PASADENA - A prosecutor who reviewed allegations that a contractor bilked Pasadena Unified School District out of $80,000 said Tuesday the district's records were so confusing, officials could not determine whether a crime was committed.
District officials said the investigation was tied to missing funds from Measure Y, which voters approved in 1997 to fix up schools.
"Looking at the records they had, we could not conclude what work he did and what work other contractors did," said John A. Perlstein, a prosecutor for the Los Angeles County District Attorney's Office.
Pasadena police officials asked Perlstein to look at the district's documents after PUSD officials leveled allegations against Eric Peterson, a project manager for contractor Pacifica Services Inc. Officials suspected Pacifica improperly billed the district for work that was never completed.
After reviewing district documents provided to his office by the Pasadena Police Department, however, Perlstein declined to file charges. "They provided the records and we were supposed to guess what was done and was not done," he said Tuesday.
Just so you know the kinds of stuff you might be getting yourself into. Since the PUSD does find record keeping challenging, you obviously will have your work cut out for you.
So where's the "Community Preservation" part?
I was poking around the City of Sierra Madre website looking for something else (didn't find it), when I came across the following somewhat incomplete information.
I get all the stuff about "planning and zoning" and "building and safety." But where is the part about Community Preservation? Anybody know?
Sacramento wants you to get over those low gas prices
In case you were not aware, a new gas tax kicks in on January 1st. So don't go getting too used to paying less than $3 bucks a gallon for gas. But you needn't worry, like so many other things the state takes away from you, it is being done to save the world. No, really. This from the Costa Mesa Times (link):
California fuel prices going up as its green-house gas controls hit gasoline, diesel sales - After months of seeing gas prices sink ever lower, Californians will ring in 2015 by paying more at the pump as a result of the state's landmark greenhouse-gas emissions law.
But how much more we'll pay, and whether it's worth it, remains bitterly debated among oil companies, some state lawmakers and environmentalists.

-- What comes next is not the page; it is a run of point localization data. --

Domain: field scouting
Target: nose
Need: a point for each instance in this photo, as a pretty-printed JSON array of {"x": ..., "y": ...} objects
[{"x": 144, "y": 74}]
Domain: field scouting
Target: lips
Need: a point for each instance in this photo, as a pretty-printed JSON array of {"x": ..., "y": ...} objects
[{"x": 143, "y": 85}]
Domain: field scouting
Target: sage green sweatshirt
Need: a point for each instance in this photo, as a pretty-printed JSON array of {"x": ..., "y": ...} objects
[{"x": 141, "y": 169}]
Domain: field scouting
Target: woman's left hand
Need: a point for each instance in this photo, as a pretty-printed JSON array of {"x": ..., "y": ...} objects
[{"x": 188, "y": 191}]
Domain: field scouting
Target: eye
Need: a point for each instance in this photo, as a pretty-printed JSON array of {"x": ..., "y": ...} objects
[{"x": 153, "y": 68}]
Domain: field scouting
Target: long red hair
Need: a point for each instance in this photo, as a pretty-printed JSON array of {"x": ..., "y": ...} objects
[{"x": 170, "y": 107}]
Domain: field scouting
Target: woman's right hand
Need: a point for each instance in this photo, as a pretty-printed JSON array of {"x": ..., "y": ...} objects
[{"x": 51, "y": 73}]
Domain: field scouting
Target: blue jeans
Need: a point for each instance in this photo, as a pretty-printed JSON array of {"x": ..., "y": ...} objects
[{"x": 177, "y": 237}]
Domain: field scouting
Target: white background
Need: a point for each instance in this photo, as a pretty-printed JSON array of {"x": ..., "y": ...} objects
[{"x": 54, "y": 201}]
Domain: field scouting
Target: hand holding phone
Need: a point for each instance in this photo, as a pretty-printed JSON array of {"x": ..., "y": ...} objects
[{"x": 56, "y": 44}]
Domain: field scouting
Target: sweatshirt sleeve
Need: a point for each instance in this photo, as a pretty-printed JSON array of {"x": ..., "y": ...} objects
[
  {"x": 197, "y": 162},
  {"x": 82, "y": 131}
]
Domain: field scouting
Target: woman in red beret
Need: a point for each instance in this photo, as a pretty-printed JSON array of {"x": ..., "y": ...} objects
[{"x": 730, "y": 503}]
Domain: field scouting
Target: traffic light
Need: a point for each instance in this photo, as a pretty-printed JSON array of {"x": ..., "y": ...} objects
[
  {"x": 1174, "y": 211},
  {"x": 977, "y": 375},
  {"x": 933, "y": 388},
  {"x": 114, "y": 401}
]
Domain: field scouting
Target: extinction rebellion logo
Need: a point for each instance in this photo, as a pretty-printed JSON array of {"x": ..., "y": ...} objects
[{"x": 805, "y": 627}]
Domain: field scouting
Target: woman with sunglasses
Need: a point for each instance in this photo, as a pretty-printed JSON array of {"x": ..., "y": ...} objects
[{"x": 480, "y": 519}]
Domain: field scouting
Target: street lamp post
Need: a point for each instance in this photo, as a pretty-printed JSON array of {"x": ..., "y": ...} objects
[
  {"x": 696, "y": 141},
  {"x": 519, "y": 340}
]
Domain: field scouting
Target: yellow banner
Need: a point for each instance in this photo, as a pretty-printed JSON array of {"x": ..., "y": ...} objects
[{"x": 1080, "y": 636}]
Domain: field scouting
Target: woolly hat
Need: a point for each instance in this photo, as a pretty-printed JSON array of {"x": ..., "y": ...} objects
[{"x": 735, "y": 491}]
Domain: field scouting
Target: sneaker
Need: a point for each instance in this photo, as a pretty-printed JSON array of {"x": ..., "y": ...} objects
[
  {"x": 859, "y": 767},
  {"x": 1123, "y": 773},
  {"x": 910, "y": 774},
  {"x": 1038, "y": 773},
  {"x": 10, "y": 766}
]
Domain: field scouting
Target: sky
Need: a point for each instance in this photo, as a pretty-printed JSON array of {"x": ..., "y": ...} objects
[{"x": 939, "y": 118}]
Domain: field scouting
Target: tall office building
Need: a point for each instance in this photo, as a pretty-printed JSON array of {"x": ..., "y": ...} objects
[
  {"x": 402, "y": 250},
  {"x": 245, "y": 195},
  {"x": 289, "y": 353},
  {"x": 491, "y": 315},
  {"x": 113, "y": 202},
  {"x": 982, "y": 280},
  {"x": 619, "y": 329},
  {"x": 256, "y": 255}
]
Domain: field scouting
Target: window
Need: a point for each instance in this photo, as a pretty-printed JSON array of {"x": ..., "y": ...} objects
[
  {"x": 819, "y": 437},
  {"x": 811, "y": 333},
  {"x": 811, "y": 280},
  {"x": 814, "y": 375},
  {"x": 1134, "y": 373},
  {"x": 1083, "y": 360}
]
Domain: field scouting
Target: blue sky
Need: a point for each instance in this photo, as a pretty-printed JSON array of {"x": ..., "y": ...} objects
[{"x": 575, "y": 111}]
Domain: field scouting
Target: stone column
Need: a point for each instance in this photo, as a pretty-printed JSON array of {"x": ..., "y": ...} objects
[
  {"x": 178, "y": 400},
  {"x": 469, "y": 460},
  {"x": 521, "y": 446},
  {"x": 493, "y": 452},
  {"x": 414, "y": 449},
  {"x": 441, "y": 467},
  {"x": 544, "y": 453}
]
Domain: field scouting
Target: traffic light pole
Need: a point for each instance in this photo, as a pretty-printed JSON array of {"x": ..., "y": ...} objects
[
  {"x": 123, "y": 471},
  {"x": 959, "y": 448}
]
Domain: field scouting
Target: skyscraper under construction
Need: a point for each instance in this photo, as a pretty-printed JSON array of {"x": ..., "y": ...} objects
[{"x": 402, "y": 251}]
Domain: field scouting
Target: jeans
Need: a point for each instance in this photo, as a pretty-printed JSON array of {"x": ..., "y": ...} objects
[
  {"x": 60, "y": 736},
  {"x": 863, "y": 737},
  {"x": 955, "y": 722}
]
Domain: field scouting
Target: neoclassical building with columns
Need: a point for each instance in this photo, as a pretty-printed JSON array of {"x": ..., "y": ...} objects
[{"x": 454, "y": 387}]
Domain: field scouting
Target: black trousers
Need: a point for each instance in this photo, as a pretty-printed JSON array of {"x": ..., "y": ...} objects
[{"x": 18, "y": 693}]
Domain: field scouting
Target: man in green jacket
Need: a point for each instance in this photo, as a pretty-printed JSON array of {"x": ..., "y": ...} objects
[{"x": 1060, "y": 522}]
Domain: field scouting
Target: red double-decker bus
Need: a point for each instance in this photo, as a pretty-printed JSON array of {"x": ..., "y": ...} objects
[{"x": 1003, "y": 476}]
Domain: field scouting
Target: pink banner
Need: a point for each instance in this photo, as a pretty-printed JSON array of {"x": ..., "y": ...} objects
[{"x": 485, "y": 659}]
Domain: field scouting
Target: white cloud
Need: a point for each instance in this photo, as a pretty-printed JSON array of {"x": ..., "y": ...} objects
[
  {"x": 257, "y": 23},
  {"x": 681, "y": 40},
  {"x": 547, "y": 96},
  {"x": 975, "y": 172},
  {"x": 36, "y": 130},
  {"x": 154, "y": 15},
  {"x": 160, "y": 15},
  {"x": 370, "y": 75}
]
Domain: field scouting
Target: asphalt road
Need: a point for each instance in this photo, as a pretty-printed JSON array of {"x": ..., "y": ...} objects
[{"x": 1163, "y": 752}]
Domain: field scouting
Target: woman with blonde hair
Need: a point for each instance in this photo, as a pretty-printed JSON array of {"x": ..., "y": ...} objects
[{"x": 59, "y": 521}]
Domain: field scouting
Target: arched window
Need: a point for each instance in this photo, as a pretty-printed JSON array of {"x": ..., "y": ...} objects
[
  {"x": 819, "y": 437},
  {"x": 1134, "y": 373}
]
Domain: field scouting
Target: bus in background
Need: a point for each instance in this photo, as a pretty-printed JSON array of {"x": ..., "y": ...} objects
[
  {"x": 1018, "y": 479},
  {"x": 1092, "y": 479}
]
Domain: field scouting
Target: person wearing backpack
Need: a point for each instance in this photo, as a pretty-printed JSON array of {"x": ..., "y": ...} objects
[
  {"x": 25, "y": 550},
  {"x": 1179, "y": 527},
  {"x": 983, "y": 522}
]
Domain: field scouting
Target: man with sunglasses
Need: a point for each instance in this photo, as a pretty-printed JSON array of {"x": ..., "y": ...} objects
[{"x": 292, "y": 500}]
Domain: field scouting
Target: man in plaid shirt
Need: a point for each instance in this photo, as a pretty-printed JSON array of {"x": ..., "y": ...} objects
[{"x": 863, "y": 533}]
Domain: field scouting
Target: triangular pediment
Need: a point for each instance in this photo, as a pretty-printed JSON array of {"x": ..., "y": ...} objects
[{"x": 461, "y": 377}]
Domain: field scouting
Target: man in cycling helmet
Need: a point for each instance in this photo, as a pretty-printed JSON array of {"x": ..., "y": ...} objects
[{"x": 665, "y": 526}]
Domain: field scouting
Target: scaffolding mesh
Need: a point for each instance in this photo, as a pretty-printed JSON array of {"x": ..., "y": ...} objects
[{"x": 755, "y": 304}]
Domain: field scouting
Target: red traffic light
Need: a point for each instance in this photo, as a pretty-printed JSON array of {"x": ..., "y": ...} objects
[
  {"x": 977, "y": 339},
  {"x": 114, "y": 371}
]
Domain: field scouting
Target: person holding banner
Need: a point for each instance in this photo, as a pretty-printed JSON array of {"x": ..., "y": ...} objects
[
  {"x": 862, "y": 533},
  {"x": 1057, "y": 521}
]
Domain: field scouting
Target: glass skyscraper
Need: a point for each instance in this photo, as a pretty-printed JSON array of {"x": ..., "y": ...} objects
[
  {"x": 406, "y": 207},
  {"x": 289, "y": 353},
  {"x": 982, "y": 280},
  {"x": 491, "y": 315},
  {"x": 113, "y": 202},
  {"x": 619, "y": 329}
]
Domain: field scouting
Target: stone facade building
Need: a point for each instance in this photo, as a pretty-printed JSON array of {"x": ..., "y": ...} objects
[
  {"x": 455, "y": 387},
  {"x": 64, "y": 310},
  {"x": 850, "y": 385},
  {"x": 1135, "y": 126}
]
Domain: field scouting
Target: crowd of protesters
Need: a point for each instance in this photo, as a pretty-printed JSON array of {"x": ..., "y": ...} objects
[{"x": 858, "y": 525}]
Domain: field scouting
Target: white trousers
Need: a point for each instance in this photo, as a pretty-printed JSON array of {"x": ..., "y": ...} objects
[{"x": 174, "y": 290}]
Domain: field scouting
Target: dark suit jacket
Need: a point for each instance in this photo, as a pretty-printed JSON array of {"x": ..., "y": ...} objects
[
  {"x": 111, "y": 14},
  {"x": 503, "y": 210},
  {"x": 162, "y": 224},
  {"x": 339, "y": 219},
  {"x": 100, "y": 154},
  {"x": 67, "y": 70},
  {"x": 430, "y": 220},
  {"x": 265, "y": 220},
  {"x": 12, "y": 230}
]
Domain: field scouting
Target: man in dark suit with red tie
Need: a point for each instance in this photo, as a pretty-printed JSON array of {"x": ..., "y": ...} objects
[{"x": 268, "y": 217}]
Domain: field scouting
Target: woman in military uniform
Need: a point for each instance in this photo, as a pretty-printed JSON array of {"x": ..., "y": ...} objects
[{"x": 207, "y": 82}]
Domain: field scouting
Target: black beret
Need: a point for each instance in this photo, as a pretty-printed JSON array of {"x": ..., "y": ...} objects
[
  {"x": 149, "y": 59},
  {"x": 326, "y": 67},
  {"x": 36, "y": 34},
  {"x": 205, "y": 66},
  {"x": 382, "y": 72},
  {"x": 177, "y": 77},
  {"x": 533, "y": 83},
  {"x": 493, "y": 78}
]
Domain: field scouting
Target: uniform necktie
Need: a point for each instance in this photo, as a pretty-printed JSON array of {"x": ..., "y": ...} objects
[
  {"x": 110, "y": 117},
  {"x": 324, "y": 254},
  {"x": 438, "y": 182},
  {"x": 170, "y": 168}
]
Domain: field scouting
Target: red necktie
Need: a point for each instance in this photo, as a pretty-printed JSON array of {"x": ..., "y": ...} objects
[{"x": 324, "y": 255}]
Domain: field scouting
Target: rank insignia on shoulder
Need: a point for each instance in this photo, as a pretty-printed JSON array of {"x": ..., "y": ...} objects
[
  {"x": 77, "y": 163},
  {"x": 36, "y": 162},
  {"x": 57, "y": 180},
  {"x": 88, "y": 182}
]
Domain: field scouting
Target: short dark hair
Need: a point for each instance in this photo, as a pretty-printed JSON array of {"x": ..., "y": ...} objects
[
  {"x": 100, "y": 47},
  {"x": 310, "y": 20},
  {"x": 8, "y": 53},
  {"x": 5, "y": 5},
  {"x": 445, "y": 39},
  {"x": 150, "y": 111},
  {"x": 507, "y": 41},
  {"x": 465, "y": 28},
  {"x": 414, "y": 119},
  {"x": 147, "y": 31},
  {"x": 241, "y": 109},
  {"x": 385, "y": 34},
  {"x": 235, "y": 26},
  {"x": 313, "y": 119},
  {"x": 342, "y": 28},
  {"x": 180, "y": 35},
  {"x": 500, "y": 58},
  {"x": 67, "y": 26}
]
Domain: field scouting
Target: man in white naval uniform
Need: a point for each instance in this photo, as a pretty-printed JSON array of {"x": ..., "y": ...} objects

Starting Thursday, gasoline and diesel producers will be subject to the state's cap-and-trade system, forcing them either to supply lower-carbon fuels -- which are more expensive to produce -- or to buy pollution permits for the greenhouse gases created when the conventional fuel they supply is burned. In the short term, at least, that will mean higher prices at the pump, starting almost immediately.
"My understanding from the economists that we've talked to is that it will be very quick, sometime in January -- if not on the first, then shortly thereafter," said Dave Clegern, spokesman for the California Air Resources Board.
Opposition groups backed by the oil industry have claimed prices will rise 16 to 76 cents per gallon, although that's admittedly based on an underlying price of about $4 per gallon -- far higher than recent prices. A UC-Berkeley energy and economics expert says it'll be more like nine or ten cents per gallon, which supporters say isn't so high a price to pay for the environmental good it will do.